Recurrence: The incidence of recurrence is debatable. In congenital DH this ranges from 3 to 50% in various studies. It is advisable to repair a recurrent DH after a laparotomy or laparoscopy with thoracoscopic approach [15].

Bowel obstruction: Handling of intra-abdominal viscera invariably leads to adhesions, which may progress to bowel obstruction. These are more common after laparotomy as compared to laparoscopic DH repair [16, 17].

Long-term morbidity: Significant proportions of patients with longstanding DH suffer from long-term complications even after surgical repair. These are chronic respiratory disease, pulmonary hypertension, gastroesophageal reflux disease, and musculoskeletal deformities (more common after thoracotomy).

Conclusion

Minimally invasive surgery for DH repair offers us all the routine benefits such as magnified vision, shorter hospitalization, and reduced wound and pulmonary complications as compared to open methods. Laparoscopic or thoracoscopic repair of DH is a safe and effective method for managing adult diaphragmatic hernias, especially in experienced hands.

Practical Tips

  • Having a trained and regular team assisting during the surgery cannot be over-emphasised.

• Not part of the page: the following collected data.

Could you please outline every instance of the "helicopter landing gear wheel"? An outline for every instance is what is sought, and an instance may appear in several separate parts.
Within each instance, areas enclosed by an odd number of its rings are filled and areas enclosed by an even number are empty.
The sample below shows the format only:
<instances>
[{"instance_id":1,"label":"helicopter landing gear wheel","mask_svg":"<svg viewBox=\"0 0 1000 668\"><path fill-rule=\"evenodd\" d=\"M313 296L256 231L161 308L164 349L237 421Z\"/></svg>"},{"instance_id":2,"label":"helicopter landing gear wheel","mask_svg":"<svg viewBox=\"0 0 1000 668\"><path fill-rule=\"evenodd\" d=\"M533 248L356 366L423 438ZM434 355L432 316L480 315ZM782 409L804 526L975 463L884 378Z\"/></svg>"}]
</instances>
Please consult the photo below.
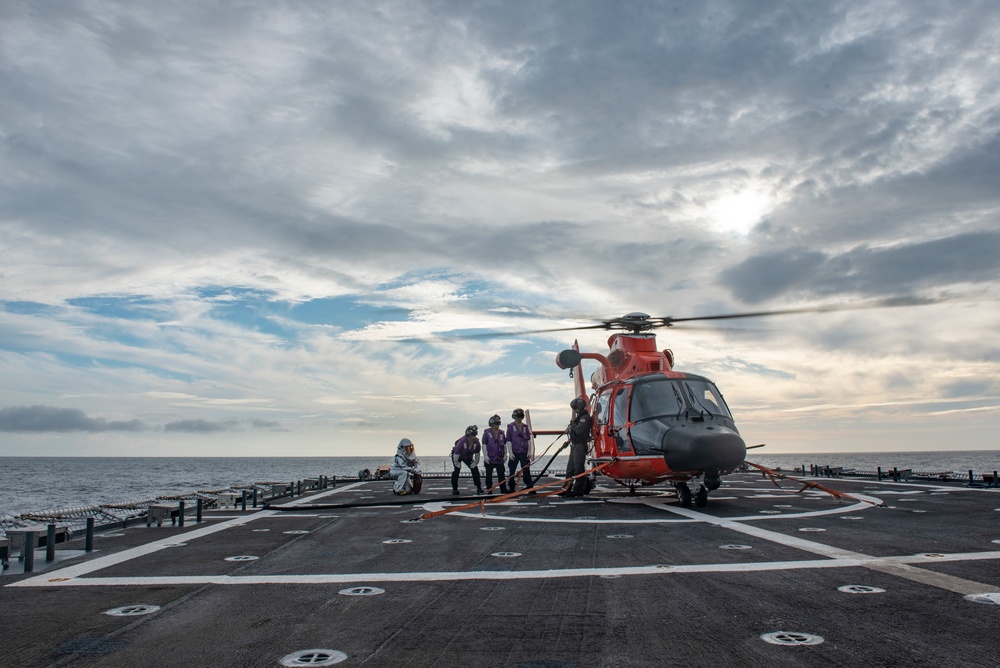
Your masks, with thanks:
<instances>
[{"instance_id":1,"label":"helicopter landing gear wheel","mask_svg":"<svg viewBox=\"0 0 1000 668\"><path fill-rule=\"evenodd\" d=\"M691 488L681 483L677 485L677 500L681 503L681 508L691 507Z\"/></svg>"},{"instance_id":2,"label":"helicopter landing gear wheel","mask_svg":"<svg viewBox=\"0 0 1000 668\"><path fill-rule=\"evenodd\" d=\"M694 505L698 508L704 508L708 505L708 488L704 485L698 490L698 493L694 495Z\"/></svg>"}]
</instances>

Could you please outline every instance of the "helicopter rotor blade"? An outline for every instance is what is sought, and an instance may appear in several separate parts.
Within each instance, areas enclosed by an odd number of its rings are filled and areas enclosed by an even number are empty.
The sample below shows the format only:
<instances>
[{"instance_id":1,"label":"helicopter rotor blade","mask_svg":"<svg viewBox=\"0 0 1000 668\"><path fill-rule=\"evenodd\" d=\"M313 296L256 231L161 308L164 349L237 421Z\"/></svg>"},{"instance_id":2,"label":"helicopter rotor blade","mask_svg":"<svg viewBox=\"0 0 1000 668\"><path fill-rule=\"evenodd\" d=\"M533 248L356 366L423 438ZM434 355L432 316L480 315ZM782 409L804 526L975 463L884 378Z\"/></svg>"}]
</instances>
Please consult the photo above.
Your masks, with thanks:
<instances>
[{"instance_id":1,"label":"helicopter rotor blade","mask_svg":"<svg viewBox=\"0 0 1000 668\"><path fill-rule=\"evenodd\" d=\"M403 342L418 342L418 343L428 343L431 341L449 341L458 339L501 339L513 336L526 336L528 334L545 334L548 332L575 332L582 329L610 329L607 324L601 323L600 325L582 325L579 327L550 327L546 329L523 329L514 332L470 332L470 333L455 333L455 334L435 334L433 336L426 337L416 337L407 339L398 339Z\"/></svg>"},{"instance_id":2,"label":"helicopter rotor blade","mask_svg":"<svg viewBox=\"0 0 1000 668\"><path fill-rule=\"evenodd\" d=\"M430 343L433 341L449 341L449 340L462 340L462 339L496 339L496 338L506 338L506 337L516 337L516 336L527 336L531 334L546 334L550 332L576 332L584 330L631 330L635 333L641 331L649 331L652 329L659 329L661 327L675 327L680 323L692 323L692 322L705 322L705 321L716 321L716 320L737 320L745 318L763 318L769 316L777 315L795 315L803 313L831 313L835 311L859 311L865 309L877 309L877 308L895 308L901 306L924 306L928 304L937 304L943 301L948 301L954 299L954 296L945 297L890 297L886 299L878 299L868 302L858 302L854 304L842 303L842 304L826 304L820 306L807 306L802 308L787 308L787 309L774 309L769 311L749 311L746 313L723 313L718 315L702 315L687 318L675 318L673 316L666 317L651 317L645 313L632 313L626 316L621 316L618 318L610 318L607 320L598 320L596 324L590 325L577 325L571 327L548 327L541 329L525 329L525 330L513 330L513 331L492 331L492 332L454 332L454 333L442 333L434 334L426 337L412 337L396 339L401 342L419 342L419 343ZM576 318L567 318L568 320L573 320ZM581 317L579 320L597 320L596 318ZM682 325L678 329L709 329L715 331L725 331L726 328L721 327L697 327L691 325ZM735 328L734 328L735 329ZM746 330L745 328L739 328L739 331L754 331ZM767 331L767 330L761 330Z\"/></svg>"},{"instance_id":3,"label":"helicopter rotor blade","mask_svg":"<svg viewBox=\"0 0 1000 668\"><path fill-rule=\"evenodd\" d=\"M860 311L873 308L896 308L900 306L926 306L936 304L941 299L929 297L891 297L888 299L877 299L870 302L858 304L828 304L825 306L808 306L805 308L777 309L774 311L751 311L748 313L726 313L722 315L702 315L693 318L656 318L659 320L654 327L672 327L676 322L695 322L701 320L735 320L738 318L762 318L772 315L794 315L797 313L831 313L834 311Z\"/></svg>"}]
</instances>

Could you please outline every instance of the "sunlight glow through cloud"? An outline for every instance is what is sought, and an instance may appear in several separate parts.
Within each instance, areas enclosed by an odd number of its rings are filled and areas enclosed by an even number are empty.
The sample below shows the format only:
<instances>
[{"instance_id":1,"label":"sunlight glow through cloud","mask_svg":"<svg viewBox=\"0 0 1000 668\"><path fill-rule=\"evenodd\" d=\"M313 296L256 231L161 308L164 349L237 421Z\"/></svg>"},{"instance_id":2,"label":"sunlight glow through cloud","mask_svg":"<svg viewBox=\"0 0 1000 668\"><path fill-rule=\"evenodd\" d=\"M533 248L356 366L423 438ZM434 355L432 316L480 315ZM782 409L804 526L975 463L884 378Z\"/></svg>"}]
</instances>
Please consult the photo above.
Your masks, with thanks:
<instances>
[{"instance_id":1,"label":"sunlight glow through cloud","mask_svg":"<svg viewBox=\"0 0 1000 668\"><path fill-rule=\"evenodd\" d=\"M745 189L723 195L709 204L708 215L718 231L746 236L771 206L771 198L764 193Z\"/></svg>"}]
</instances>

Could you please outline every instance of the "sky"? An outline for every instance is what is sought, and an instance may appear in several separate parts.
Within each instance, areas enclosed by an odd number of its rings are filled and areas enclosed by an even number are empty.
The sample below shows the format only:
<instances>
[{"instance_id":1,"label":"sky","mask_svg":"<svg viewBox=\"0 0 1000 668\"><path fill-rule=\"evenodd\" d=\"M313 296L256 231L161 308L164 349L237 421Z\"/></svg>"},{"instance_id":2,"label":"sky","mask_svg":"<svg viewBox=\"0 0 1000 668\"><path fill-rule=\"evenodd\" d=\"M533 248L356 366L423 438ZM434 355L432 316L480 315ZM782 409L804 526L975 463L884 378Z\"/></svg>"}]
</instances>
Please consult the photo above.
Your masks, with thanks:
<instances>
[{"instance_id":1,"label":"sky","mask_svg":"<svg viewBox=\"0 0 1000 668\"><path fill-rule=\"evenodd\" d=\"M462 335L886 299L658 344L1000 449L996 2L11 0L0 90L0 456L445 455L608 333Z\"/></svg>"}]
</instances>

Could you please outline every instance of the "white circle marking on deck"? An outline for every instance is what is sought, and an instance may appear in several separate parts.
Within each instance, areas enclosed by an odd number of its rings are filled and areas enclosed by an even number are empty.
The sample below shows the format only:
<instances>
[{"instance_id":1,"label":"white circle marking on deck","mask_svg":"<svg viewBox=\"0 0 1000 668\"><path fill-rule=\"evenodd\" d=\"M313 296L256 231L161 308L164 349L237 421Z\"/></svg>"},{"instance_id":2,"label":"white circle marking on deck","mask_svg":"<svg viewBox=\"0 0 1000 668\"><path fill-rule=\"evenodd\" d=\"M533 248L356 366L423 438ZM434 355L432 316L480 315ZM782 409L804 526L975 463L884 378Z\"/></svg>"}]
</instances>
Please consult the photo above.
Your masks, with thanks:
<instances>
[{"instance_id":1,"label":"white circle marking on deck","mask_svg":"<svg viewBox=\"0 0 1000 668\"><path fill-rule=\"evenodd\" d=\"M287 534L292 535L292 536L297 536L297 535L301 535L301 534L307 534L309 532L305 531L304 529L293 529L292 531L282 531L281 533L287 533Z\"/></svg>"},{"instance_id":2,"label":"white circle marking on deck","mask_svg":"<svg viewBox=\"0 0 1000 668\"><path fill-rule=\"evenodd\" d=\"M412 543L413 541L409 538L390 538L389 540L383 540L386 545L402 545L403 543Z\"/></svg>"},{"instance_id":3,"label":"white circle marking on deck","mask_svg":"<svg viewBox=\"0 0 1000 668\"><path fill-rule=\"evenodd\" d=\"M737 545L735 543L729 545L720 545L720 550L752 550L752 545Z\"/></svg>"},{"instance_id":4,"label":"white circle marking on deck","mask_svg":"<svg viewBox=\"0 0 1000 668\"><path fill-rule=\"evenodd\" d=\"M507 559L507 558L510 558L510 557L520 557L521 553L520 552L493 552L492 554L490 554L490 556L491 557L502 557L502 558Z\"/></svg>"},{"instance_id":5,"label":"white circle marking on deck","mask_svg":"<svg viewBox=\"0 0 1000 668\"><path fill-rule=\"evenodd\" d=\"M986 605L1000 605L1000 592L987 592L985 594L969 594L964 596L966 601L973 603L984 603Z\"/></svg>"},{"instance_id":6,"label":"white circle marking on deck","mask_svg":"<svg viewBox=\"0 0 1000 668\"><path fill-rule=\"evenodd\" d=\"M260 557L255 557L249 554L241 554L235 557L226 557L226 561L255 561L260 559Z\"/></svg>"},{"instance_id":7,"label":"white circle marking on deck","mask_svg":"<svg viewBox=\"0 0 1000 668\"><path fill-rule=\"evenodd\" d=\"M821 529L819 527L802 527L801 529L799 529L799 531L805 531L805 532L813 531L819 533L820 531L826 531L826 529Z\"/></svg>"}]
</instances>

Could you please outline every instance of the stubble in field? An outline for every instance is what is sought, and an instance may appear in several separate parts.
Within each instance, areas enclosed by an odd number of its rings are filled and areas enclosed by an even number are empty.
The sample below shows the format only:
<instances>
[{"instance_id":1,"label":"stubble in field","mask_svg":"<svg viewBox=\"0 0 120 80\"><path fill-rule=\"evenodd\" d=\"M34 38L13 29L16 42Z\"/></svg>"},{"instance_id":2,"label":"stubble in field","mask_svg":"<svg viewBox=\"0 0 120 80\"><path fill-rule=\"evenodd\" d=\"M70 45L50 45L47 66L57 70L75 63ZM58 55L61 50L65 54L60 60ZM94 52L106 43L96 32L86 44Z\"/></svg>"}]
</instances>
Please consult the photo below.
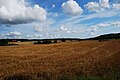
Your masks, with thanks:
<instances>
[{"instance_id":1,"label":"stubble in field","mask_svg":"<svg viewBox=\"0 0 120 80\"><path fill-rule=\"evenodd\" d=\"M119 80L119 73L119 40L0 47L1 80Z\"/></svg>"}]
</instances>

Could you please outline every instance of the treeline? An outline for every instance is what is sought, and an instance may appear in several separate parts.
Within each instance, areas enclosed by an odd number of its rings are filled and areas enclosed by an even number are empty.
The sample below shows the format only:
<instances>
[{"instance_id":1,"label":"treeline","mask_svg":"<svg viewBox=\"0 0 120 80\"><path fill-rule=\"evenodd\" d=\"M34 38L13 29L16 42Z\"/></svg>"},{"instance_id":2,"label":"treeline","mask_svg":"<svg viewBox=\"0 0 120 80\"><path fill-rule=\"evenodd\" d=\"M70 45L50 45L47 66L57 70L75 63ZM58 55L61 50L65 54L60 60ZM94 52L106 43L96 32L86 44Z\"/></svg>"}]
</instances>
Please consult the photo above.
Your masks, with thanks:
<instances>
[{"instance_id":1,"label":"treeline","mask_svg":"<svg viewBox=\"0 0 120 80\"><path fill-rule=\"evenodd\" d=\"M120 39L120 33L114 34L104 34L94 38L79 39L79 38L56 38L56 39L0 39L0 46L9 45L9 42L25 42L25 41L35 41L35 44L51 44L58 42L67 41L83 41L83 40L110 40L110 39Z\"/></svg>"},{"instance_id":2,"label":"treeline","mask_svg":"<svg viewBox=\"0 0 120 80\"><path fill-rule=\"evenodd\" d=\"M34 41L34 44L51 44L67 41L80 41L79 38L56 38L56 39L0 39L0 46L10 45L9 42L29 42Z\"/></svg>"},{"instance_id":3,"label":"treeline","mask_svg":"<svg viewBox=\"0 0 120 80\"><path fill-rule=\"evenodd\" d=\"M7 46L7 45L9 45L9 40L7 39L0 40L0 46Z\"/></svg>"},{"instance_id":4,"label":"treeline","mask_svg":"<svg viewBox=\"0 0 120 80\"><path fill-rule=\"evenodd\" d=\"M52 43L71 42L71 41L81 41L81 39L78 38L42 39L36 41L34 44L52 44Z\"/></svg>"},{"instance_id":5,"label":"treeline","mask_svg":"<svg viewBox=\"0 0 120 80\"><path fill-rule=\"evenodd\" d=\"M109 39L120 39L120 33L104 34L94 38L88 38L88 40L109 40Z\"/></svg>"}]
</instances>

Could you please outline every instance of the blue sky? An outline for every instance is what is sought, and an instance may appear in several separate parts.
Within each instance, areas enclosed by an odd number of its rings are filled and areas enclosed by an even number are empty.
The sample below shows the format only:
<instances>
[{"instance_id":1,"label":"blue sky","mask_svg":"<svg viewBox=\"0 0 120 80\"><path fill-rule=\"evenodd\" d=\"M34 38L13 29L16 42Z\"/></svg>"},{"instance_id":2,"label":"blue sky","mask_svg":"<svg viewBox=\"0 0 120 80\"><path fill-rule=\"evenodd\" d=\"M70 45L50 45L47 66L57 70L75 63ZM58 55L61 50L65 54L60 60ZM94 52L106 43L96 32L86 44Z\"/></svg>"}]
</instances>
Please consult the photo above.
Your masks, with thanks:
<instances>
[{"instance_id":1,"label":"blue sky","mask_svg":"<svg viewBox=\"0 0 120 80\"><path fill-rule=\"evenodd\" d=\"M88 38L120 32L120 0L1 0L0 38Z\"/></svg>"}]
</instances>

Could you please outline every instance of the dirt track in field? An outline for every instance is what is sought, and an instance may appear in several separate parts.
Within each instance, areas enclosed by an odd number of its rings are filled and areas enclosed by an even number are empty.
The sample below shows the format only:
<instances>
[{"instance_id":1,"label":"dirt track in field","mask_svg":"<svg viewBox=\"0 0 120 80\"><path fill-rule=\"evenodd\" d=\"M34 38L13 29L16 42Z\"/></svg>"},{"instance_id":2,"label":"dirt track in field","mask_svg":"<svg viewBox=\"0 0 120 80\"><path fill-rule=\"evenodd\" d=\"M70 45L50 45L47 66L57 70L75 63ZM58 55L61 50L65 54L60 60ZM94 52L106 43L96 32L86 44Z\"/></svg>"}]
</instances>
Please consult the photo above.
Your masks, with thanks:
<instances>
[{"instance_id":1,"label":"dirt track in field","mask_svg":"<svg viewBox=\"0 0 120 80\"><path fill-rule=\"evenodd\" d=\"M81 75L114 77L117 73L120 73L120 40L0 46L1 80L16 75L56 80Z\"/></svg>"}]
</instances>

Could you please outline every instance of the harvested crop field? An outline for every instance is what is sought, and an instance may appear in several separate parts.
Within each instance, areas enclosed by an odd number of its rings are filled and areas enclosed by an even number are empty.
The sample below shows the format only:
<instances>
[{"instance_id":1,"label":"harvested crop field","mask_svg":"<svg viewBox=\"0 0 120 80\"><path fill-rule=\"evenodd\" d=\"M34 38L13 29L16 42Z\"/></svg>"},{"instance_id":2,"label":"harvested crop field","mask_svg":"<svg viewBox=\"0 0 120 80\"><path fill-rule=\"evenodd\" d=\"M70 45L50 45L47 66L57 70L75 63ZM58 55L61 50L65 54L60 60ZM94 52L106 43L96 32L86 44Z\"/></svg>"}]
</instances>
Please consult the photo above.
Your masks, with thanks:
<instances>
[{"instance_id":1,"label":"harvested crop field","mask_svg":"<svg viewBox=\"0 0 120 80\"><path fill-rule=\"evenodd\" d=\"M120 40L0 46L0 80L120 80Z\"/></svg>"}]
</instances>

  • Combining laparoscopy and thoracoscopy is a good option especially when adhesions are present between the contents and the thoracic cavity.

  • Insertion of additional trocars and conversion to open technique in difficult scenarios should not be considered as failure of surgery.

  • For defects closed under tension or defects larger than 10 cm use a prosthetic reinforcement.

  • In cases where the defect cannot be closed, local muscle flaps (intercostals, latissimus dorsi) or Intraperitoneal fascial flaps (Toldt’s) are performed to cover the defect with help of plastic surgeons.

  • Diaphragmatic hernia is a rare diagnosis. Surgical results are best in experienced hands. These are to be borne in mind before offering surgery to patients, especially in an elective setting.